Queer People Have Had to Rely on Each Other This Year, and Christmas Is No Exception

by Harry Gay

25 December 2020

Queer House Party

While queer isolation, especially around Christmas, predates the coronavirus pandemic, Covid-19 restrictions mean that many LGBTIQ+ people have had their long-standing strategies for surviving the holiday period taken away this year.

Historically queer spaces have provided a sense of belonging to LGBTIQ+ people during the Christmas period and in lieu of their biological families, many have turned to their chosen families and community for support. This is crucial to many, for whom “home” is not a place of comfort but of trauma; going back for Christmas might mean a return to the homophobic town you ran away from or a week with people who don’t respect your pronouns. One in eight LGBTIQ+ people sees their biological family less than once a year. One in four homeless young people identify as LGBTIQ+ and of those, 77% say they became homeless after being rejected by their family.

In the past, being able to connect with other people who have a shared experience has been vital for surviving the Christmas period – whether that be by accessing one of London’s LGBT+ community centres, heading to a support group or going out with friends to see a drag show. But this year the closure of almost all venues and the pressure on people to reduce household mixing has left many LGBTIQ+ people looking at a lonely Christmas.

Lockdown has compounded a decade of austerity.

Lockdown and isolation have already had a serious impact on the queer community. The mental anguish of growing up in a queerphobic society leaves LGBTIQ+ people seven times more likely to abuse drugs and alcohol and much less likely to seek support from conventional services. Research into the wellbeing of queer people during the pandemic found that 18% of respondents felt the lockdown had led to substance or alcohol misuse, or it had triggered a relapse.

Switchboard is an LGBTIQ+ information and support helpline that has been a free lifeline to the queer community since 1974. Throughout the pandemic, the organisation has reported an increase in calls by a third, with 44% more conversations where people were struggling and 57% more conversations about loneliness and isolation.

The Outside Project, where I work, is an LGBTIQ+ homelessness organisation with a community centre and shelter in central London. The project is one of the only queer organisations that continued to do vital face-to-face work throughout lockdown while also expanding its services by opening emergency bed spaces and a specialist refuge for people who have experienced domestic abuse and violence. It will be open throughout the Christmas period, but it will have to scale back its community Christmas dinner because of Covid-19.

Services like Switchboard and the Outside Project were already strained when the pandemic began, following a decade of austerity and cuts that have contributed to the closure of LGBTIQ+ services and 58% of queer venues. In lieu of adequate support from the government, it’s grassroots organisations and individual volunteers that have been putting in the work to keep the queer community safe. It’s the outreach workers who have continued to deliver vital face-to-face services for people who have lost their homes during Covid-19, it’s the self-employed drag queens who have kept everyone entertained, and the queers on zero-hour contracts who have dropped shifts to set up, and run mutual aid groups.

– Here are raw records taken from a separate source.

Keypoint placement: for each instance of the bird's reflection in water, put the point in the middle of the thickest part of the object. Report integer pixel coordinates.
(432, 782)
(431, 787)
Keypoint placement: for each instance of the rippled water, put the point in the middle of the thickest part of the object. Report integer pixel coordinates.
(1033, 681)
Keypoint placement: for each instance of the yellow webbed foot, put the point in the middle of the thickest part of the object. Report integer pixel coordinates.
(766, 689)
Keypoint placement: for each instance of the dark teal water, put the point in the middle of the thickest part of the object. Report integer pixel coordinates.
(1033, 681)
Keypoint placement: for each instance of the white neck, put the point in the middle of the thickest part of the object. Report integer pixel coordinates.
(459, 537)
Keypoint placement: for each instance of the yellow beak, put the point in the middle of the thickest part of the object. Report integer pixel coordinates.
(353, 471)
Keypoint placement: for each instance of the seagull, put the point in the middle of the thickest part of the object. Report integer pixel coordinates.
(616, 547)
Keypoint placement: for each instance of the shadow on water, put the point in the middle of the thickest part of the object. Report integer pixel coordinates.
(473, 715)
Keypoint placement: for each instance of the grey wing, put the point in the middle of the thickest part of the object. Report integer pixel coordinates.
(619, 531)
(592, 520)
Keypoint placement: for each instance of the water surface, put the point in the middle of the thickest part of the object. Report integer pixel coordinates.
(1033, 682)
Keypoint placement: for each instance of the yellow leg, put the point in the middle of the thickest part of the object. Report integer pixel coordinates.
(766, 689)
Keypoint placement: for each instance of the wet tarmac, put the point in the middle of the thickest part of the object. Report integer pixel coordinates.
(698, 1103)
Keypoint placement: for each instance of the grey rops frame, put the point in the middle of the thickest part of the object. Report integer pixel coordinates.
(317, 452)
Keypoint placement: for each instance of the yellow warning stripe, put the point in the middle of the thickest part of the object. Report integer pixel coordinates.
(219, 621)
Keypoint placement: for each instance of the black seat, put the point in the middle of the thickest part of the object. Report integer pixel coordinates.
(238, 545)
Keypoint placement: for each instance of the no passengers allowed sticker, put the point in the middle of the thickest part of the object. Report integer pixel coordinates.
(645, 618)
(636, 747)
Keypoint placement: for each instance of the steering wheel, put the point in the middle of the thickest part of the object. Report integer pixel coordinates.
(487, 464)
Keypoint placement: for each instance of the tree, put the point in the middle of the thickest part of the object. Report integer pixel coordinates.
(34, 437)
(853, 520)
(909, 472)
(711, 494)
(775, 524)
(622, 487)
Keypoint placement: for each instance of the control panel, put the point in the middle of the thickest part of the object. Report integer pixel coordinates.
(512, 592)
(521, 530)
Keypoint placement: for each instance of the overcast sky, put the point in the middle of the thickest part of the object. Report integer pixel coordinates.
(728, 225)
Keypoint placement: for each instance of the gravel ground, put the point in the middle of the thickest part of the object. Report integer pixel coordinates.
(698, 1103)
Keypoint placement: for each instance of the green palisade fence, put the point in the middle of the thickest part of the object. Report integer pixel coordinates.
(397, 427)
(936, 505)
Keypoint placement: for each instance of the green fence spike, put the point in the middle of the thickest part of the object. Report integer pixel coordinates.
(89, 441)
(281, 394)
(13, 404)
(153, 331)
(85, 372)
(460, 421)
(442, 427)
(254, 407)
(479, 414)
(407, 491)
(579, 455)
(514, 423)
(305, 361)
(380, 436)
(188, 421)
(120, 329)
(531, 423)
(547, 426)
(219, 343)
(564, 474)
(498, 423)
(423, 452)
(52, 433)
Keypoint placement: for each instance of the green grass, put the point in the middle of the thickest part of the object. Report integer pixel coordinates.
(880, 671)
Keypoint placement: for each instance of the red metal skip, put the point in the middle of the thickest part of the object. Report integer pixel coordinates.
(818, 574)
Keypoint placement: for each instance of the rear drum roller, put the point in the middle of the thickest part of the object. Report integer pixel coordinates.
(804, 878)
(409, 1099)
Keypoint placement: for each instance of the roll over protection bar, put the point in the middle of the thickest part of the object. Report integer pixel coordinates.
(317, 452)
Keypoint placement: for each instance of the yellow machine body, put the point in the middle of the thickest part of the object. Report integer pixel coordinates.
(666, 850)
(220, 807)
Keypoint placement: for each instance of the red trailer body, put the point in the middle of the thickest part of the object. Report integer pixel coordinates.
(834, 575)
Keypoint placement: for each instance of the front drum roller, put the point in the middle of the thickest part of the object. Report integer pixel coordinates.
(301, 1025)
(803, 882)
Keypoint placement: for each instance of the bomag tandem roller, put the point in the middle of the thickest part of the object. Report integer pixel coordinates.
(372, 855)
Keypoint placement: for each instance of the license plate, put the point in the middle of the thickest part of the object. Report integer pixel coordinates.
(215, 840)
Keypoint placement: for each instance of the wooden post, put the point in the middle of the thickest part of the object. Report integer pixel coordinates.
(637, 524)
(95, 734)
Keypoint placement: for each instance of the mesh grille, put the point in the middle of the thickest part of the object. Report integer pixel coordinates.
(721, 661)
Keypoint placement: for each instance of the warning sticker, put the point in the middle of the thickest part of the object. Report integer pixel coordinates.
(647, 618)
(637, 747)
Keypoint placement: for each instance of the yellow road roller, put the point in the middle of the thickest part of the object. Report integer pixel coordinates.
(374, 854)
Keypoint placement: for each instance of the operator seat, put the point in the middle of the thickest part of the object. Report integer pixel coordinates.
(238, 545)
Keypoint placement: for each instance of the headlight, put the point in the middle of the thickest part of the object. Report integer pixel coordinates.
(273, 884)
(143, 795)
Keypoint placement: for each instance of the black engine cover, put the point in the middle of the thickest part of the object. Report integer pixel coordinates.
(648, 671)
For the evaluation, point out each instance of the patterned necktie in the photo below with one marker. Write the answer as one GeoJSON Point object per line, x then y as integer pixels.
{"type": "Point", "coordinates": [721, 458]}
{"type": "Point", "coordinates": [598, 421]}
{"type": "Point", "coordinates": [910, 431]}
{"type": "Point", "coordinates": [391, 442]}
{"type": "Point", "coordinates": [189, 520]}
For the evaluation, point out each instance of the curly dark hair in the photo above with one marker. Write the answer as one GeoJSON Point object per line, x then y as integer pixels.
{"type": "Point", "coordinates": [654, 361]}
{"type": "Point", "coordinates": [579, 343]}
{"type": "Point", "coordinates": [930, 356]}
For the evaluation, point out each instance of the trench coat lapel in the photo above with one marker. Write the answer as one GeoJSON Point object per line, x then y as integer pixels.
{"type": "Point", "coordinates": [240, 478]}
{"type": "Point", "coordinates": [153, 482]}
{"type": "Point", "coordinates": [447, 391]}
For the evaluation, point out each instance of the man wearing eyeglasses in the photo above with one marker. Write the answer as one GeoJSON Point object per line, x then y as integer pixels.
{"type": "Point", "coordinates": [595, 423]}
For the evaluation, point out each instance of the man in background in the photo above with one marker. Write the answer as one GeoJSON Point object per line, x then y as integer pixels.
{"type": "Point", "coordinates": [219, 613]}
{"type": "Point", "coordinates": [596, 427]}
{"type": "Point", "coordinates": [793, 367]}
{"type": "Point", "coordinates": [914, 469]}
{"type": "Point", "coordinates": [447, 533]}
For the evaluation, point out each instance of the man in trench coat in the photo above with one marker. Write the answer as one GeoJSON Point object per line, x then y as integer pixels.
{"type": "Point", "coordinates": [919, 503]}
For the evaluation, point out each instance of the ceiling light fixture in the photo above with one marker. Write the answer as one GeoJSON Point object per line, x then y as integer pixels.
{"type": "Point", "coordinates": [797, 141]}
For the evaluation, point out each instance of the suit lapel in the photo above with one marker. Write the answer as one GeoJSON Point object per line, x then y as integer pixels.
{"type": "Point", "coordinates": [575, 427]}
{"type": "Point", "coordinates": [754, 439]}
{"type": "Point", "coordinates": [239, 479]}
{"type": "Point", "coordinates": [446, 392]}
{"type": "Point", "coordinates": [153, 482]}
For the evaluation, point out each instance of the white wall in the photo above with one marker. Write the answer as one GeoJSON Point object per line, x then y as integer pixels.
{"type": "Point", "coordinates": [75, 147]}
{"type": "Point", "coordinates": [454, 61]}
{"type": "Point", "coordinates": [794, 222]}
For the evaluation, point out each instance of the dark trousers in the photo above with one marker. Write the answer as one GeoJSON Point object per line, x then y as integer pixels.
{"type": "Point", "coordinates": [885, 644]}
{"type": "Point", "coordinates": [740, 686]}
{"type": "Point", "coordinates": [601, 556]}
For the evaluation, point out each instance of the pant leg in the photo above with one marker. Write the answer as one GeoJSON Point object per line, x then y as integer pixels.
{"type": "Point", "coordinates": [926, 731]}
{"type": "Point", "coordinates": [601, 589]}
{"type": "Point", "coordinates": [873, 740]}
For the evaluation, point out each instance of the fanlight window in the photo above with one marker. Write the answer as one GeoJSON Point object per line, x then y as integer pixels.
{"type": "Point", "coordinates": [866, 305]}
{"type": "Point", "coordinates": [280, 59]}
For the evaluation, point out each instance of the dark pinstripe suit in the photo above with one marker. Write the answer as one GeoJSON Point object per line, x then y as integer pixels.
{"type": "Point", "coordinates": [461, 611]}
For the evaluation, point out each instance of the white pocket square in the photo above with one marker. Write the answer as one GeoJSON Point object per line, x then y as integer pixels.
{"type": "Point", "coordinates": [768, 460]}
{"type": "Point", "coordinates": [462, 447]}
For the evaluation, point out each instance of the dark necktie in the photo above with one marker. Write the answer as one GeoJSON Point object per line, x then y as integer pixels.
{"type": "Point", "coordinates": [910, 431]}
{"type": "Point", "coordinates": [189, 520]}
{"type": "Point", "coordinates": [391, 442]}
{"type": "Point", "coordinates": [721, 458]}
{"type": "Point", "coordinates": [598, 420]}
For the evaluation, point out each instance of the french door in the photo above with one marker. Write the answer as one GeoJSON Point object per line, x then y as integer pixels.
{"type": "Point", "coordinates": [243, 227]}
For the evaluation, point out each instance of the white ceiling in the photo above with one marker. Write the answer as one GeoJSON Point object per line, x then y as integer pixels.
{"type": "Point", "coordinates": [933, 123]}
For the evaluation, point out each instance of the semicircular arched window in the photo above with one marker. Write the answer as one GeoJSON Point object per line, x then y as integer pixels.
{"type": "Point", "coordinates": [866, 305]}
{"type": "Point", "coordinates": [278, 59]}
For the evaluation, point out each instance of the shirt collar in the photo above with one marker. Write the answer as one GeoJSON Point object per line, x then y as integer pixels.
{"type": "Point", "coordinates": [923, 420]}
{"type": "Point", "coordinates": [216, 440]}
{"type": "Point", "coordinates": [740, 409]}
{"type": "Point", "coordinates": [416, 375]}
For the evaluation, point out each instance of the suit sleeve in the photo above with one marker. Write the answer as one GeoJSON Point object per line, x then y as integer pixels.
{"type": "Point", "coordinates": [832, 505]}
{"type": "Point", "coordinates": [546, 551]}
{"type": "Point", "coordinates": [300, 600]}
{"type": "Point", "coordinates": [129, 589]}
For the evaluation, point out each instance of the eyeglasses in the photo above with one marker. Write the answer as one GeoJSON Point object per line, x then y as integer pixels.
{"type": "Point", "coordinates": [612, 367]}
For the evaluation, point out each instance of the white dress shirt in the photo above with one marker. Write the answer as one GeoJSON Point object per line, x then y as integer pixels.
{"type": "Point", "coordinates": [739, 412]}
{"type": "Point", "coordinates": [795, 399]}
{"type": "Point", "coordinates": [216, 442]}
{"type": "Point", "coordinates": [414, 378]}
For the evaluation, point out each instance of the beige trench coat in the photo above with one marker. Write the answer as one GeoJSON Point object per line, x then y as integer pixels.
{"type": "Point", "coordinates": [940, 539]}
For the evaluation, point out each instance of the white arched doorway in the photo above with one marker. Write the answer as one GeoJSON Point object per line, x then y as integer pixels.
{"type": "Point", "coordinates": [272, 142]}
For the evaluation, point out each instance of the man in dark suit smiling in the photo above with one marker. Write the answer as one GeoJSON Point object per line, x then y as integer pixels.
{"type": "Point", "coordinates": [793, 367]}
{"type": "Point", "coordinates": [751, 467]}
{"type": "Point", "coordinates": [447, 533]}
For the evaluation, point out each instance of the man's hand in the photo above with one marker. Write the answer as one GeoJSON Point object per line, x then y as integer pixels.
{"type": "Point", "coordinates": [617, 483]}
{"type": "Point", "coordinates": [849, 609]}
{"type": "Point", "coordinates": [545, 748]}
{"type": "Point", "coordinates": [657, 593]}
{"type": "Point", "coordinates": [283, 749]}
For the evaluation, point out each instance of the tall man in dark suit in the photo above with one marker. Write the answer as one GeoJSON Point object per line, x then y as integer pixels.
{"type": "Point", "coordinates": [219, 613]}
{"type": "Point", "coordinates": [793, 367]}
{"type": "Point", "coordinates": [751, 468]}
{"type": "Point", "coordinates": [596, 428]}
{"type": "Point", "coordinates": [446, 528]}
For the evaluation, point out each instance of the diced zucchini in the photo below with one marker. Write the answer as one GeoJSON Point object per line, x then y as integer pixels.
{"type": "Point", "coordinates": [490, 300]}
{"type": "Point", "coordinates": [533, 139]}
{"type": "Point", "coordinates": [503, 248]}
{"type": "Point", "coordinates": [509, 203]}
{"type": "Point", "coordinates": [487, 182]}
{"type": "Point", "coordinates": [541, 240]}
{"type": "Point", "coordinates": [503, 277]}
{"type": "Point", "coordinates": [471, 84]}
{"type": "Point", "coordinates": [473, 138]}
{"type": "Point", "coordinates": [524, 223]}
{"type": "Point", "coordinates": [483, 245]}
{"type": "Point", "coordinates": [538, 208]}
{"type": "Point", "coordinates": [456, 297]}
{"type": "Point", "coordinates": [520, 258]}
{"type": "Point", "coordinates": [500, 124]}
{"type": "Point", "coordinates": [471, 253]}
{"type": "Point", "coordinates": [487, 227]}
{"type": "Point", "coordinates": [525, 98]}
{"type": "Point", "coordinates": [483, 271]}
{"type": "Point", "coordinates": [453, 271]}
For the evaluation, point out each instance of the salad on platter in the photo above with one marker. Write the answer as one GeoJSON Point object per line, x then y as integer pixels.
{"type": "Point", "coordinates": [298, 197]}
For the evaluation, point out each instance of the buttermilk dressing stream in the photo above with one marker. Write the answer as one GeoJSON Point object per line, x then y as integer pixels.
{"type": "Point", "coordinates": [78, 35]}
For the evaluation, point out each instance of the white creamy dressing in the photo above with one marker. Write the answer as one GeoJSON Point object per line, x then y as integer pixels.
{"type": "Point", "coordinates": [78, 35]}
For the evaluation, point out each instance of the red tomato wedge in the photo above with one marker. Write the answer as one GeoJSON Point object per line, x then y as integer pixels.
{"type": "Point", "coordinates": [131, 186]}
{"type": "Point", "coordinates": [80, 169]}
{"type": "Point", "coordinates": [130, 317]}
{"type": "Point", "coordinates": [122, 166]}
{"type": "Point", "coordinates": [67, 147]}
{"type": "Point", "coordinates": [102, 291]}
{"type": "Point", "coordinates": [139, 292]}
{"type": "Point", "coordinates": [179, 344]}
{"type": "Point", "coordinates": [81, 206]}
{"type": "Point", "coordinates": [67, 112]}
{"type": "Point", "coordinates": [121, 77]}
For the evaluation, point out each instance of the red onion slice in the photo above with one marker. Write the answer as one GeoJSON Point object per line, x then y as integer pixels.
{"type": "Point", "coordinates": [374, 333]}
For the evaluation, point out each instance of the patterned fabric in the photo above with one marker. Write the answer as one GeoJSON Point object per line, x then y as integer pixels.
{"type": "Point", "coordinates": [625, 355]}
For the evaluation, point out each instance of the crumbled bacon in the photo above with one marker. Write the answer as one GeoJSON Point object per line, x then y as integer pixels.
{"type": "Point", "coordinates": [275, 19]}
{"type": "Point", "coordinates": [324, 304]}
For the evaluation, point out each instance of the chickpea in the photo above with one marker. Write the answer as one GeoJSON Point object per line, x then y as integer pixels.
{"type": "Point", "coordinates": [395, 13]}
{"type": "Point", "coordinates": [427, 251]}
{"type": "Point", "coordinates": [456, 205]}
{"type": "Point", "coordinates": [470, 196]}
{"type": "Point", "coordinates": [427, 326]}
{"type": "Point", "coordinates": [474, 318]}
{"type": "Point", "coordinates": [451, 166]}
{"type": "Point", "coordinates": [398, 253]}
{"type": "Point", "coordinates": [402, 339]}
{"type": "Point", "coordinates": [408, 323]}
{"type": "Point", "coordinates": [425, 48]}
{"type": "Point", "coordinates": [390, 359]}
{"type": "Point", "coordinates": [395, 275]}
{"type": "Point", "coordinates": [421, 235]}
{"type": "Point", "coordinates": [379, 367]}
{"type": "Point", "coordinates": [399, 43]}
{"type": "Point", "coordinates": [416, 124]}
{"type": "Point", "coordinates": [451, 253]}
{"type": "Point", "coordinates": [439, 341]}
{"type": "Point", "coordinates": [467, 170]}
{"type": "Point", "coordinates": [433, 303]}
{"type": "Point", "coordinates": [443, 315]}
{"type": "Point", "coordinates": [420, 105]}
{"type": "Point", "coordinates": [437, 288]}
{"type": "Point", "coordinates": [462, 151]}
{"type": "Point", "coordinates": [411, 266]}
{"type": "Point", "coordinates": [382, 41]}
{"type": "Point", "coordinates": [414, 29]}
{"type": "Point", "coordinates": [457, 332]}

In the spring, when mutual aid groups were rapidly set up to plug a gap where state support was missing, one of the largest was the London LGBTIQ+ group, with over 2,000 members who either needed support or wanted to volunteer their time to help strangers from their community. While the majority of support has now moved online, for months the group has been connecting neighbours at a local level to carry out practical and in-person tasks.

While LGBTIQ+ services are stretched to their limit responding to the immediate crisis, queers have found new ways to connect online. At the beginning of the first lockdown, I was part of a group to set up Queer House Party, an idea to fill the void that had been left behind by the closure of queer clubbing and community spaces. Initially, the Zoom party attracted thousands of people each week and, months on, the reasons for our success are clear. We made it a free, accessible, and radical space that platforms working class, black, brown, disabled, and sex-worker performers who have lost out on their income rather than showcasing big names and flashy queens. For Christmas Day, Queer House Party is working with drag queens and sex workers to create a free event in response to widespread isolation and loneliness within the queer community that will be felt even more deeply in the middle of a pandemic.

During the height of the HIV/AIDS crisis, in the absence of government direction or support, it was friends and families who created networks, organisations and structures to care for people with the virus. This pandemic has been no different. The past nine months have shown that once again queer people cannot rely on government support and must take care of each other.

Although the queer community has suffered, we are resilient. And when Covid-19 is over and we take to the street again, It’s vital that we stand side by side with the grassroots community groups who have long been fighting for our rights to hold the government to account over its failings.

Harry Gary is a DJ, Campaigner and Community Organiser from South East London.